By Huo Yan in Xi'an and Cao Yin in Beijing | China Daily | Updated: 2017-08-23 08:02

Selected mediators are awarded certificates by the Xincheng district court in Xi'an, Shaanxi province, last week. They will lighten the load of judges by handling domestic disputes.[Huo Yan/China Daily]

Hei Yongjun, a resident of Xi'an, Shaanxi province, has been assigned a new role by a district court in the city: to mediate domestic disputes in his community and try to settle them outside the courtroom.

"I rarely connected with the court before, but I've been easing conflicts between family members and neighbors for about seven years," said Hei, of the Hongxing community in the city's Xincheng district.

Hei is one of 111 mediators selected by the court to help reform the handling of domestic disputes.

In the past, residents with domestic conflicts came to the court directly, but judges sometimes could not fully solve their problems because they did not know the root of the problems. Making matters worse, the rising number of domestic cases, led by divorce, often gave judges little, if any, time to understand deeply, the court said in a statement.

"So we decided to call on more people to join us, helping us solve domestic disputes," said Yao Jianjun, president of the court.

According to the nation's top court, Chinese courts concluded 1.75 million domestic disputes in 2016. Of those, 1.4 million were divorces.

Last week, the Xincheng court cooperated with the district's justice bureau and women's federation, selecting the 111 mediators for 111 communities, the statement said.

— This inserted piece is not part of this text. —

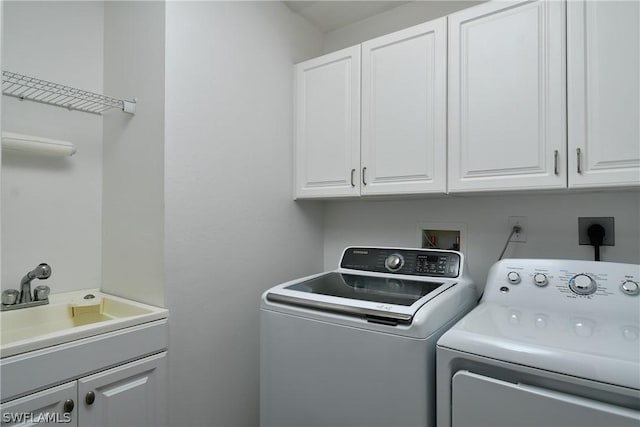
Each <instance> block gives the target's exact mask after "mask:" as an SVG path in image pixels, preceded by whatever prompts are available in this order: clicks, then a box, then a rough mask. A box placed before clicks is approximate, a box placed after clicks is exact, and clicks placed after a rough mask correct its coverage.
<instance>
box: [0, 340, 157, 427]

"All of them have knowledge of mediation or have worked in the communities before," Yao said. "We hope they can help us first understand what the domestic conflict is all about, as well as the family backgrounds of the two parties."

Hei, the mediator, said the mediation process and background survey can serve as a reference for the court.

"Judges can make a comprehensive verdict after reading materials provided by us," Hei said.

The court where Hei works is one of 118 nationwide taking part in a two-year pilot program that began in 2016 to explore new ways to handle domestic disputes.

In addition to mediation, the test courts also provide social workers and psychologists "to solve the conflicts thoroughly", said Wu Gang, the court's vice-president.

"Judges cannot simply say who is right under the law, but should also remove the real conflict behind the lawsuit, as domestic disputes relate to the stability of society," he said.

According to the Ministry of Civil Affairs, the national divorce rate has risen rapidly since 2002, with 3.64 million couples ending their marriages in 2014. And the number has continued to rise. Most of those getting divorced were born in the 1980s and 1990s.

Zhao Yan, director of the Hongxing district's federation of women, applauded the reform for domestic cases, saying family conflict alleviation needs more focus.

Now, the federation has established "family shelters" in each community of the district, to help those suffering domestic violence to separate from their attackers, she said.